To investigate particle and bioaerosols produced from flushing loose fecal wastes, researchers were notified if a patient experienced a bowel movement in the toilet. If the patients were non-ambulatory or used an ostomy bag, the fecal wastes were placed in the toilet. The room number and condition were recorded for each sampling trial. Air sampling was repeated in the same room during the experimental conditions of no waste and flush and no waste with flush. Study procedures were discussed with hospital staff to ensure completion of the study objectives.
Data collection occurred as follows: the sampling cart was maneuvered into the bathroom and placed at the front of the toilet. An optical particle counter (AeroTrak Particle Counter 9306-V; TSI Inc.; USA) was also placed near the toilet (i.e., 0.18 m from the edge of the toilet and 0.30 m from the floor) to measure particle concentration [particles per cubic meter (m3) of air]. Particle measurements were collected every minute in six particle size bins (0.3, 0.5, 1, 3, 5, 10 μm). Bioaerosols were measured using SKC BioStage impactors (SKC Inc., Eighty Four, PA) and tryptic soy agar (TSA) plates (Difco Tryptic Soy Agar; Becton, Dickinson and Company; USA; L/N 5234170) at 28.3 L/min. Temperature and relative humidity of the bathroom were measured with a sling psychrometer (Bacharach Inc.; PGH; Pennsylvania; USA) and the dimensions of the bathroom were recorded.

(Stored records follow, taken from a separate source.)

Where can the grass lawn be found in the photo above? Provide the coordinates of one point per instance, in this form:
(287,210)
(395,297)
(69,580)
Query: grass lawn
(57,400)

Each trial began with the activation of the particle counter to record background particle concentrations for 3 min. After 3 min, the toilet either remained idle (i.e., not flushed) or was flushed (depending on the experimental condition) and the bioaerosol samplers were activated. After 5 min of air sampling, the sampling instruments were deactivated. The agar plates were replaced with sterile TSA plates and the air sampling instruments were reactivated for an additional 10 min. The agar plates were replaced again and the air sampling instruments were reactivated for an additional 15 min for a total of 9 sampling plates for each sampling trial. All bioaerosol samplers were pre and post-calibrated.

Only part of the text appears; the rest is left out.